Functional expression of a P2T ADP receptor in Xenopus oocytes injected with megakaryocyte (CMK 11-5) RNA.

Since the P2T purinergic (ADP) receptor is unique to the megakaryocytic/platelet lineage, cells of this lineage were screened for the relative effects of ADP and ATP in intracellular Ca2+ levels. Like platelets, CMK 11-5 cells responded with an increase in intracellular Ca2+ mobilization in response to ADP but not to ATP or adenosine. In contrast, both nucleotides increased intracellular Ca2+ mobilization in the megakaryoblastic cell lines MO7E and Meg-01, indicating that they contain P2Y receptors or a mixed complement of purinergic receptors. Pharmacological responsiveness of CMK 11-5 cells to nucleotides paralleled those of platelets, in which ADP and ADP-alpha-S are active as agonists and ATP and ATP-alpha-S are inactive as agonists but act as antagonists. [3H]ADP and 35S-ATP-alpha-S bound to CMK 11-5 cells at a high-affinity site (Kd1 and Ki1, 262 and 125 nmol/L, respectively) and a low-affinity site (Kd2 and Ki2, 10,100 and 5400 nmol/L, respectively) with 2 x 10(6) to 6 x 10(6) sites per cell.
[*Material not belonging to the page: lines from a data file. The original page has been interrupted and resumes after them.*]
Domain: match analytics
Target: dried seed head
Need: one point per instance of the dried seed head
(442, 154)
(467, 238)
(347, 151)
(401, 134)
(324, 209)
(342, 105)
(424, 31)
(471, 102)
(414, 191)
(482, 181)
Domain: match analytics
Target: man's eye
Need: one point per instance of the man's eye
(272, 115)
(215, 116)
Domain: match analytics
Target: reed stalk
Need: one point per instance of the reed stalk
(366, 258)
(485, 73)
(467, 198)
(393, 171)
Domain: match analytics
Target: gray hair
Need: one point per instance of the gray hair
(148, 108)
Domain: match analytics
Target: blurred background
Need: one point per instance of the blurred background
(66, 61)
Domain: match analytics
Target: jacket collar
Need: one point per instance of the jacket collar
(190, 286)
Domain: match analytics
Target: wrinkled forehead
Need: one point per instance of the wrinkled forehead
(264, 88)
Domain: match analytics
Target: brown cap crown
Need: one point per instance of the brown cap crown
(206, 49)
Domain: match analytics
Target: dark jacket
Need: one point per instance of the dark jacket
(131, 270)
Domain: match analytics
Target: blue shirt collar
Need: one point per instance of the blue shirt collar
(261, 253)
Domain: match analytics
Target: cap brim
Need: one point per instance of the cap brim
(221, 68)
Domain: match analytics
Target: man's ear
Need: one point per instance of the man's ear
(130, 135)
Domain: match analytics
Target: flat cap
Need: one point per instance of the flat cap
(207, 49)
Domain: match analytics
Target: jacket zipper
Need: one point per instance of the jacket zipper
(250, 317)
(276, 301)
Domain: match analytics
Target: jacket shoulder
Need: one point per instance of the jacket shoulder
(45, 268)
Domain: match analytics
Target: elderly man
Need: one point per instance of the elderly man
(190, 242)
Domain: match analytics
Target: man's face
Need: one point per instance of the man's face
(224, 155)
ADP bound at both sites was competed with ADP, ATP, and ATP-alpha-S with affinities in a rank order similar to that found for platelets (ATP-alpha-S approximately ATP approximately ADP > or = ADP-beta-S approximately adenosine), suggesting the presence of a P2T receptor on CMK 11-5 cells. Photoaffinity labeling of intact CMK 11-5 cells with 35S-ATP-alpha-S resulted in the labeling of the alpha-subunit of GP IIb as found with platelets, although this was confirmed to be independent of ADP receptors. After RNA from CMK 11-5 cells was microinjected into Xenopus oocytes, only ADP and ADP-alpha-S stimulated 45Ca2+ efflux, which was not observed with ATP, 2-methylthio-ATP, alpha, beta-methylene-ATP, ATP-gamma-S, ATP-alpha-S, or adenosine. In addition, incubation of RNA-injected oocytes with ATP or ATP-alpha-S but not adenosine blocked the 45Ca2+ response to ADP. These experiments demonstrate that a nascent receptor that responded specifically to ADP but not to other P1, P2Y, P2X, and P2U agonists was expressed in functional form on Xenopus oocytes.